23 de enero de 2005

El maravilloso mundo del insomnio


¡Qué bolso más hortera!

Es algo curioso lo que sientes cuando tienes insomnio. Te pesan los ojos, te duelen las piernas, te quedas mirando en algún punto perdido en la oscuridad que vive en esos momentos tu habitación... Os preguntaréis qué coño estoy escribiendo. Pues mira, que son las dos y algo de la madrugada y un servidor no puede dormir, ¡carajo! Yo también me pregunto muchas cosas, como por qué pongo una imagen al principio de cada post, y no os lo pregunto, ¿verdad?

Uy, creo que estoy empezando a delirar...

El insomnio es otro mundo. Incluso en la noche más fría, tu cuerpo empieza a sudar y tu paciencia está al borde del suicidio. ¿Por qué uno no se puede dormir cuando tiene tanto sueño? Parece algo sacado de la mente de Ángel Acebes (qué tio, qué forma de hablar, se podría hacer una serie de él a lo Aída). Y es que cuando estás hasta los mismísimos, te dices: "Bueno, ya es la hora de dormir, ¿no? Vamos, venga, va". Coges el cogín, lo espachurras contra tu lateral, cierras los ojos, estás así como unos tres cuartos de hora (te parecerán tres minutos, fijo) y que no, que no hay santa manera de dormirte.

Te cabreas, tiras el cogín por la ventana, te pones a saltar en la cama, llega el momento en el que te ves obligado a calmarte y, como si de una aparición mariana se tratase, va y se enciende tu televisión de catorce pulgadas que tienes en el cuarto por el canal porno (¡Alabado sea nuestro Señor por inventar las televisiones de catorce pulgadas!), o lo que es lo mismo: una cadena local.

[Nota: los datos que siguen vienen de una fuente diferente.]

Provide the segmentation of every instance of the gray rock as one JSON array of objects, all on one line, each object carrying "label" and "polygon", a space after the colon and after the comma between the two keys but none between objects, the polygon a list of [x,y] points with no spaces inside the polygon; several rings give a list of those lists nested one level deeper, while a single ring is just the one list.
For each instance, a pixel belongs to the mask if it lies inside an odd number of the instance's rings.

Dices: "No, son las cuatro de la mañana y no hay tiempo para una gayola en éstos momentos". Pero lo inevitable es lo inevitable y simplemente sucede, ya no puedes hacer nada...

4:42 AM

Estás tumbado en la cama, mirando noséké arriba, con la boca abierta, pensando con qué cara le dirás a tu madre cuando te pregune qué tal has dormido. Giras la cabeza hacia tu televisión de catorce pulgadas. El butanero y la ama de casa siguen follando como conejos. No te lo explicas. Apagas la tele y te rindes.

Te rindes porque ya no puedes más, has hecho todo lo posible para dormirte pero el maldito insomnio se ha salido con la suya. Te levantas de la cama, haces el manta todo lo que puedes y enciendes tu ordenador hasta las 6:30 AM, que es cuando tu padre se despierta para ir a trabajar.

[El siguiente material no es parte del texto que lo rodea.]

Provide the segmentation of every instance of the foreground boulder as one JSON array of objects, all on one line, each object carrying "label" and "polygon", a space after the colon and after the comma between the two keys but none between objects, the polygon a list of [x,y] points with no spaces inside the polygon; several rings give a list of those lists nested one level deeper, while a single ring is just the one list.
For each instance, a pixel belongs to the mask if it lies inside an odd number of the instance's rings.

Aquí, bonitos, llega el colmo de los colmos.

Cuando apagas el ordenador a prisas y te metes en la cama para no alertar a tu padre, que en esos precisos instantes se está levantando de la cama, ¡coges sueño! ¡A las seis y pico de la mañana! Te dices a ti mismo que no, que viva el orgullo y que ya no duermes, que si no luego no te levantas, que hay que ir al (ponga aquí su empleo/estudios) sin excusas, y que si faltas te levantarás a las mil quinientas, como dice tu padre, y ya tendrás "el reloj biológico" desequilibrado. Pero el sueño, esta vez sí, te vence, y tú, tan pancho, te sobas con la baba cayendo de los labios...

A todo ésto digo: ¡Maldito el insomnio!

O como diría un catalán de pura cepa: "Macagun" l'insomni i la mare que el va parir!!